When we first meet 13-year old Morris Gentry (Markees Christmas), he’s being grounded by his father Curtis (Craig Robinson) for not seeing eye-to-eye with one of his father’s favorite hop-hop tracks. Of course, the punishment is only half-genuine, and soon Curtis is whisking Morris away so that two can go get ice cream. As it turns out, the pair are outsiders and each other’s only source of normalcy as immigrants in Heidelberg, Germany, where Curtis coaches soccer. For the most part, Morris is used to being on his own, a pair of headphones perpetually in his ears, until one day his German tutor Inka (Carla Juri) encourages him to socialize at a local park program. Once there, he finds that he has strange feelings for an older girl, one who quickly bonds with him but keeps herself oddly at a distance. As Morris comes to blows with the alien world around him, he also learns the importance of self-worth, seeking refuge in his rhymes and a father who’s incapable of giving up on him.
Taking a story we’re familiar with and setting it abroad, Hartigan’s film gains new context and works from numerous angles. Morris’ story is a rich one that gives Hartigan a chance to cover all the bases, from racial discrimination, bullying, escape and expression through art, unrequited love and even the importance of being able to make our own mistakes. Everything’s always worse when we’re younger and can’t see the bigger picture, and this film is great at blending that angst through the rhythm and rebellion of hip-hop. The story’s heart, however, is Morris and Curtis’ relationship, with tough parenting decisions which mirror Morris’ own coming-of-age. In fact, one of the film’s best moments comes from the disconnect between Morris’ tough-guy rhymes and their innate dishonesty – he gets put in check by his father, not because of their naively graphic nature, but because they aren’t true to the life he’s lead. Spinning hilarious Jay-Z impressions, playful banter and Morris’ own budding sexual curiosity into a blend of painfully hilarious misadventures, the film is bound to please whether you come for the music, laughs or sincere look at growing up.

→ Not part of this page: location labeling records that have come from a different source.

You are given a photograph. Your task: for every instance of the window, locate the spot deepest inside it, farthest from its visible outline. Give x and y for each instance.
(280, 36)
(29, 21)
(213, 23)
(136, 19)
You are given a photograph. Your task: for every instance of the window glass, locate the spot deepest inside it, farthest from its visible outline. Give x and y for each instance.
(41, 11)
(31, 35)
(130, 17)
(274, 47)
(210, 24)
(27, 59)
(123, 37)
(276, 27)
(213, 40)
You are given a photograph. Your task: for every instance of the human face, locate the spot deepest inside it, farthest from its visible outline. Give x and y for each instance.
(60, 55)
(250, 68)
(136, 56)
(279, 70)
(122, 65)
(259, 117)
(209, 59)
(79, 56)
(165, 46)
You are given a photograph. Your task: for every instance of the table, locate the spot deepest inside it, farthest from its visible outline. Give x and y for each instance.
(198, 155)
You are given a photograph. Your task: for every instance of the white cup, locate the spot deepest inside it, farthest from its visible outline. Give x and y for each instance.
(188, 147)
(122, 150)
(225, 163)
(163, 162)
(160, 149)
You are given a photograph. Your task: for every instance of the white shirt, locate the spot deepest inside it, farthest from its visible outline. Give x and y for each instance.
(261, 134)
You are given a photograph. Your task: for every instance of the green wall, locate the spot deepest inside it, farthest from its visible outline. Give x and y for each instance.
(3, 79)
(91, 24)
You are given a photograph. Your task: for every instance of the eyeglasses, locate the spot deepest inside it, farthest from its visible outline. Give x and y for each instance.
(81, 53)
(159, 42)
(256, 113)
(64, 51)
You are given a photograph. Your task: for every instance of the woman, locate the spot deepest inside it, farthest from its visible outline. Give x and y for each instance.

Aside from a smart script and stylish direction, the film also benefits from the charm of its ensemble. As Morris himself, Christmas is a swirling cocktail of sincerity and innocence. The film’s naturalism comes from him, and he is great at immersing us into his foreign surroundings and state of mind. There’s also a youthful mischievousness to him that makes us want to never leave his side – we honestly just want to hang out with him no matter what. As Morris’ dad Curtis, Craig Robinson shines in a dramatic turn. He’s still really funny, but Robinson perfectly encapsulates the film’s conflicts as a single father who is in over his head. Adding a patience and understanding to the character that’s absent from most roles of this type, Robinson makes him a genuinely good guy who just wants the best for his son, showing nuance and earned sensitivity. As Morris’ crush, Katrin, Lina Keller is another complex character who keeps us on the edge. She gets to take an archetype and give it new depth – we never can tell where her character is coming from, a testament to Keller’s ability to showcase fragility behind a cool exterior. Lastly, Carla Juri is noteworthy as Inka, Morris’ tutor who encourages him to really find his niche. Juri does a lot with a limited role, acting as a big sister type who looks after him with a nurturing, yet objective viewpoint.
To put it bluntly, I couldn’t be more in love with Morris From America. It sweeps us up, renders us helpless against its charm and is just a complete joy to watch. There’s no way you can walk out of it and not be in the best mood, taking a cue from its musical influences to deliver a pulsing, lively look at staying true to ourselves in a world we don’t understand. Without being saccharine, the film is touching and emotionally genuine, a sharp antidote for a genre that usually wallows in darkness – you’ll be impressed by its range, cheering by the end and begging for more.